Global Citizen embarks to India

by globallyminded.wordpress.com

Ancient Chinese philosopher Lao Tzu once said,  “a journey of one thousand miles starts with a single step.”

Today, my own journey of a thousand miles begins as I step outside my house here in the San Francisco Bay Area; in a matter of hours and days, I will be transported by Boeing 777 across continents with a single hop — from SFO, to Dubai, then to New Delhi, then on Dharamsala in Himachal Pradesh state nestled in the foothills of the Himalayas in Northern India.

This journey is both personal and professional.  One might think of it as the Peace Corps for busy professionals.  I am traveling not merely to sight-see, though I will be doing plenty.  It is not just for my personal benefit but to serve others as a volunteer as well.

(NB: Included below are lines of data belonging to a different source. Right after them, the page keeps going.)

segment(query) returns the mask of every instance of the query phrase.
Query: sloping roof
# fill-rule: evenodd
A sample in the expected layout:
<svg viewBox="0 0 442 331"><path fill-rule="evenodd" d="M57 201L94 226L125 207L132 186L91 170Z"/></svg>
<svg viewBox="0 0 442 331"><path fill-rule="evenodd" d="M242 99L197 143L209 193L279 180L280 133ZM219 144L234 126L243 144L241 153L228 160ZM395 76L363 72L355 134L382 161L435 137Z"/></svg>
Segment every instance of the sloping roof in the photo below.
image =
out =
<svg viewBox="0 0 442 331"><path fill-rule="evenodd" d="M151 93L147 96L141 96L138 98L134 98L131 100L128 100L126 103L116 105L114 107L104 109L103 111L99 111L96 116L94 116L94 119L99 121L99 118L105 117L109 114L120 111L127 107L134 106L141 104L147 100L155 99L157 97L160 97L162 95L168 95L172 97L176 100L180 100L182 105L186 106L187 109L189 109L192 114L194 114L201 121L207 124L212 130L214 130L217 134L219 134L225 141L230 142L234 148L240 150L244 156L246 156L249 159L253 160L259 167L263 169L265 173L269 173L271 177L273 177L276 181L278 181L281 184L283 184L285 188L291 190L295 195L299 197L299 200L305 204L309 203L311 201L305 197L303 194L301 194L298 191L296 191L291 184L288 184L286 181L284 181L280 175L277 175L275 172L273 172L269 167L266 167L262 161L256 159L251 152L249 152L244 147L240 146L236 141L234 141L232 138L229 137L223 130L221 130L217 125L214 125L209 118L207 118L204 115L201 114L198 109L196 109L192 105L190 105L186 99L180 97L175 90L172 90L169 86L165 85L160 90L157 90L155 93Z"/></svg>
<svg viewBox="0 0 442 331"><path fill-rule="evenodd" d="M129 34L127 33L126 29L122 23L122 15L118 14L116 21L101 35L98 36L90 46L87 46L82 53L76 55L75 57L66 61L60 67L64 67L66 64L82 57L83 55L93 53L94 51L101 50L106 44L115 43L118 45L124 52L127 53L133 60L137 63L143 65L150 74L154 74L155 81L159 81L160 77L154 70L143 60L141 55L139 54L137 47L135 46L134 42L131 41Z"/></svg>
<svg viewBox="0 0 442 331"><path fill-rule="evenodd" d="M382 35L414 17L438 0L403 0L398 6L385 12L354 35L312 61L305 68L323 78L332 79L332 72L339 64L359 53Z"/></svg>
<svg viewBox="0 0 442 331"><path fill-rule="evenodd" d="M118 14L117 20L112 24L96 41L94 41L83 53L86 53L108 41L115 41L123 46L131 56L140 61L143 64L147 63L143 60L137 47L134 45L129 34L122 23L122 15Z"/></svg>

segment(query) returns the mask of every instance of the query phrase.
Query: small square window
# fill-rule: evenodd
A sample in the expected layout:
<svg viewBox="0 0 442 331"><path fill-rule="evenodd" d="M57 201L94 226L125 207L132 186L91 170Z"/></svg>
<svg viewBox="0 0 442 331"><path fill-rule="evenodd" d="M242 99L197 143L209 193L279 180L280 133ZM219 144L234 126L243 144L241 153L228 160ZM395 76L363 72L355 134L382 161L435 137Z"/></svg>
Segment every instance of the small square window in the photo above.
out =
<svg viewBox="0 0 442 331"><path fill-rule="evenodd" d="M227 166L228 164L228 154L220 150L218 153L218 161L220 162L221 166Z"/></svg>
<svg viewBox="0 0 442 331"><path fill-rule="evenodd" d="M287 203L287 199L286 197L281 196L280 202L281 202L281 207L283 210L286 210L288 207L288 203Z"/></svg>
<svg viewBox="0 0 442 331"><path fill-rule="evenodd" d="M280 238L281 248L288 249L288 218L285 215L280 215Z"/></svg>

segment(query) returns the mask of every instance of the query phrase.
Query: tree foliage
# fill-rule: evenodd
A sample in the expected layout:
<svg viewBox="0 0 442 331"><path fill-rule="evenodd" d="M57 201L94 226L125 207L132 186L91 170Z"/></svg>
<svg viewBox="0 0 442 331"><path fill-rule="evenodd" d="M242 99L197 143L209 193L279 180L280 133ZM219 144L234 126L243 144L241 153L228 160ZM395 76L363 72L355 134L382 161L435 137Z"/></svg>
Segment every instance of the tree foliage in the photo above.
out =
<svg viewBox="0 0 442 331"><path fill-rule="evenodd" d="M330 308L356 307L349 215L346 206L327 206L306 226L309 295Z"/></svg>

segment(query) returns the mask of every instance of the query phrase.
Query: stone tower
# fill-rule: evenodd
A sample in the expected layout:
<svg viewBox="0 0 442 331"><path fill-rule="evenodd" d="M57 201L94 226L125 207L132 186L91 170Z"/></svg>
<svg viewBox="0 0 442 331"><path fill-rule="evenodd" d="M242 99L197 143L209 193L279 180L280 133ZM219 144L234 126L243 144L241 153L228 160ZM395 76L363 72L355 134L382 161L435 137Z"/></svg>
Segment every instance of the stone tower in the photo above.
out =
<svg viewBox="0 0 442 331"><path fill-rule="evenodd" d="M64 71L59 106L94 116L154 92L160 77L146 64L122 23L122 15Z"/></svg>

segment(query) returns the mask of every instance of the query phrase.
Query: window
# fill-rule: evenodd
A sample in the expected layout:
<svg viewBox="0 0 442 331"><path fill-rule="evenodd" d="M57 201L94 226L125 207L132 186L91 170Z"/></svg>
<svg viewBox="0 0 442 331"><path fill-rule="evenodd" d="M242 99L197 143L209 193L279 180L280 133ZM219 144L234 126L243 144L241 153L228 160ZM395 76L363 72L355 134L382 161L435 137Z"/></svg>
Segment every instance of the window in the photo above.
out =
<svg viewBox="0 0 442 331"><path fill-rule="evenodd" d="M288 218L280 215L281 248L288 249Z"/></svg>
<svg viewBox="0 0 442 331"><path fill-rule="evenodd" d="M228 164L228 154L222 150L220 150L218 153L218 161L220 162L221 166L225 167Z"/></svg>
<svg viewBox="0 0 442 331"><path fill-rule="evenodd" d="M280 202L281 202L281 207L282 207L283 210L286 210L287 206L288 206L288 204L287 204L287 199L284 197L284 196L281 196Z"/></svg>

I will be working in a women’s empowerment center in lower Dharamsala, teaching English and basic computer and communication skills to women who might not otherwise have access to resources.  In so doing, I will help to empower a circle around that woman, the extended family that depends (directly and indirectly) on that woman for support.

I will be living among other volunteers — Brits, American, Aussies.  They are health professionals, and teachers, and students and assistants for people with HIV, and advocates for the disabled.

I also embark on this journey as a global citizen.  I seek to discover relevance and practical skills within globalization — for myself and for others.  These are the new life skills for living in a globalized world, to help us understand how to live, work, learn and thrive in an increasingly inter-connected world, an emerging global life that exists ever closer to the threshold of our own doorstep — closer than we think.

I will be coming into intimate contact with day-to-day life in another country — food, public transit, work, study, family life, a wedding, a funeral.

In so doing, i will witness what life is like in a hot, crowded, smoggy mega-city like New Delhi, as well as a small rural village in the Himalayan foothills.

I expect to learn something from India as the world’s largest democracy — on May 16, the elections in India, 6 weeks in the making with over 1 billion people casting votes, will come to a dramatic conclusion and the results will be announce, and I will be there in India as this happens.

I expect to experience how cross-cultural understanding is a two-way street:  today, I travel to a place like India and engage as a volunteer and serve and give of myself, sharing my own culture with others; at the same time, I end up transforming my own cultural perspectives of the world, shaping and inspiring my own understanding in new ways, developing an emerging sense of what it means to be a citizen of the world — or of any one place anywhere — one among many on this increasingly interdependent planet.